The book also details the establishment of the John F Kennedy Flight Centre (originally called the Launch Operations Centre) at Merritt Island, near Cape Canaveral, Florida (the primary launch centre for human space flights) and the Lyndon B Johnson Space Centre (originally called the Manned Spacecraft Centre) in Houston, Texas (where all astronaut training, research and flight control were conducted).
The book discusses many of the problems encountered over the course of Project Apollo, from major arguments such as EOV vs LOV, and more esoteric problems such as the combustion instability in the F-1 engines used in the first stage of the Saturn V rockets.

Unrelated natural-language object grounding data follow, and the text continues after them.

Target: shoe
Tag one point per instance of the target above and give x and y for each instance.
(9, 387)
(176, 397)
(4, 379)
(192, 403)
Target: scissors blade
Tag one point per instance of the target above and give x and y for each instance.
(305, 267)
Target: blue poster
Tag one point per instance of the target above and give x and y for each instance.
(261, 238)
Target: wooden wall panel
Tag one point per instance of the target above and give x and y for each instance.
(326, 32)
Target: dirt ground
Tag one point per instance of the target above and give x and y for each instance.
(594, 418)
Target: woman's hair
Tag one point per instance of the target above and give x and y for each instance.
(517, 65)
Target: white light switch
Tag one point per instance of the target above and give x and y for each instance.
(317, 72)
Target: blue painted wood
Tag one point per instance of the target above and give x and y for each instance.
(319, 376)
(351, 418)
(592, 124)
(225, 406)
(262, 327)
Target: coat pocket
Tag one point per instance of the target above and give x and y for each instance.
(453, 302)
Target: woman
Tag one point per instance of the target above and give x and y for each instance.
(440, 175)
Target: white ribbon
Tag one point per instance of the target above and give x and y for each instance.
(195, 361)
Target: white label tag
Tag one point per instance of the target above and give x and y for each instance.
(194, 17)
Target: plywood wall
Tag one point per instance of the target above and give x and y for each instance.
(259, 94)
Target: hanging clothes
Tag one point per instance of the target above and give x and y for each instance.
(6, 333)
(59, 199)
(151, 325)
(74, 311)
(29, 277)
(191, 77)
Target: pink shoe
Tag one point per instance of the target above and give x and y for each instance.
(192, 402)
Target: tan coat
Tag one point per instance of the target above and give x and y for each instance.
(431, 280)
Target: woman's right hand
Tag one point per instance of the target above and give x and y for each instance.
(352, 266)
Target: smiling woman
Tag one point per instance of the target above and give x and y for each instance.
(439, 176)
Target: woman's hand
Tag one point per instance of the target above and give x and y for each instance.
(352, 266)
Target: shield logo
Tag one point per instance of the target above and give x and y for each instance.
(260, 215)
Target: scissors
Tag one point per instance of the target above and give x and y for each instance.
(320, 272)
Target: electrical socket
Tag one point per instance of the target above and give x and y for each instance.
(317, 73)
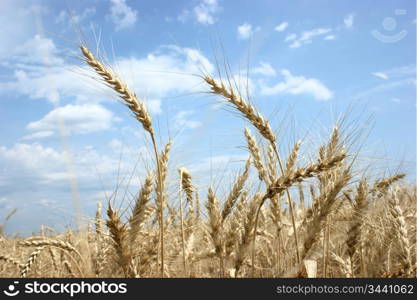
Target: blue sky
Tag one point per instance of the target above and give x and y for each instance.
(305, 63)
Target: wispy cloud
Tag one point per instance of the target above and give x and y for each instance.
(122, 15)
(206, 11)
(64, 17)
(329, 37)
(182, 120)
(281, 27)
(38, 135)
(381, 75)
(297, 85)
(305, 37)
(79, 119)
(245, 31)
(264, 69)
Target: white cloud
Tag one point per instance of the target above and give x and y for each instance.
(297, 85)
(388, 86)
(205, 11)
(37, 164)
(244, 31)
(281, 27)
(264, 69)
(122, 15)
(349, 20)
(290, 37)
(153, 77)
(74, 119)
(38, 50)
(381, 75)
(306, 37)
(329, 37)
(182, 120)
(218, 162)
(38, 135)
(64, 17)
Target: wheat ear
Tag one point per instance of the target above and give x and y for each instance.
(25, 268)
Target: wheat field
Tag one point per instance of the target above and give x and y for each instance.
(282, 217)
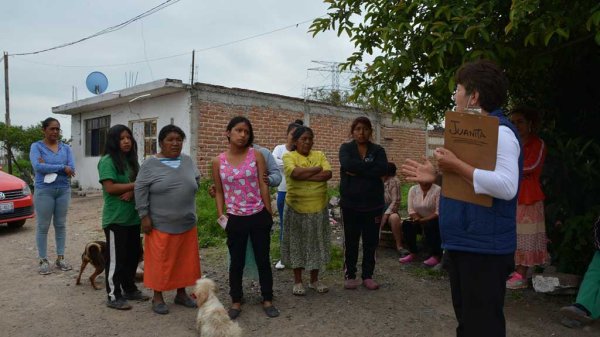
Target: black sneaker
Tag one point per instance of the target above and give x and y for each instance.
(136, 295)
(119, 304)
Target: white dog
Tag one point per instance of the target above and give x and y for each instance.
(212, 319)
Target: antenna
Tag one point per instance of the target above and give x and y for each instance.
(96, 82)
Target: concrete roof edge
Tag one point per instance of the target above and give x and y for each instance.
(162, 86)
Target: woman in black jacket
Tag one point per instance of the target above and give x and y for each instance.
(362, 166)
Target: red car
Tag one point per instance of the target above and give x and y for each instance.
(16, 201)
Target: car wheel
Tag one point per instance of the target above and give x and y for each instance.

A major section of the book concerns the Mission Control Centre and the flight controllers who worked in it. Flight control was headed by Chris Kraft, one of the original members of the small Space Task Group. He was given responsibility at that time for developing a mission plan, a seemingly simple task:
Chris, you come up with a basic mission plan. You know, the bottom-line stuff on how we fly a man from a launch pad into space and back again. It would be good if you kept him alive- Chuck Matthews, head of Flight Operations Division
Starting completely from scratch, Kraft developed a vast plan which ultimately led to the concept of a mission control centre. He became the first Flight Director for the Mercury program, before moving up to Head of Mission Operations for the Gemini project and to Head of Flight Operations by the time Apollo 7 flew. The book provides a detailed coverage of the formation of the flight control group for Mercury, and the rigorous training each member had to undergo to be ready for any which may come up on a mission.
The actual Apollo missions in general receive far less coverage, with the focus instead being on the launches (and the many problems which could go wrong at launch), and the mission control during the flights. The horrific fire during a test of Apollo 1, the electronic problems caused by the lightning strike on Apollo 12 and the disastrous oxygen tank explosion on Apollo 13 are covered in much more detail than the successes of Apollo 8 and Apollo 11 (Apollo 9, Apollo 10 and Apollo 14 through 16 don't get a mention and Apollo 17 only gets a brief mention as the end of the Apollo missions).
Although politics do get an occasional mention, it is mainly in relation to the funding of the space program. There is scarcely a mention of any of the other major events of the 1960s, such as the civil rights movement. However, there are some reminiscences recorded from various engineers about how isolated they were from the world in general while their time was so intently focussed on the various problems with Apollo. One engineer recorded being so focussed on the launch preparations for Apollo 6 on 4 April 1968, he had no idea of an historic event which happened on the same day – nor had he been paying any attention to current affairs to understand the significance of it if he had heard – that Martin Luther King Jr. had been assassinated.
This was a fascinating book and one which I would absolutely recommend to anyone interested in the Apollo program and space flight in general.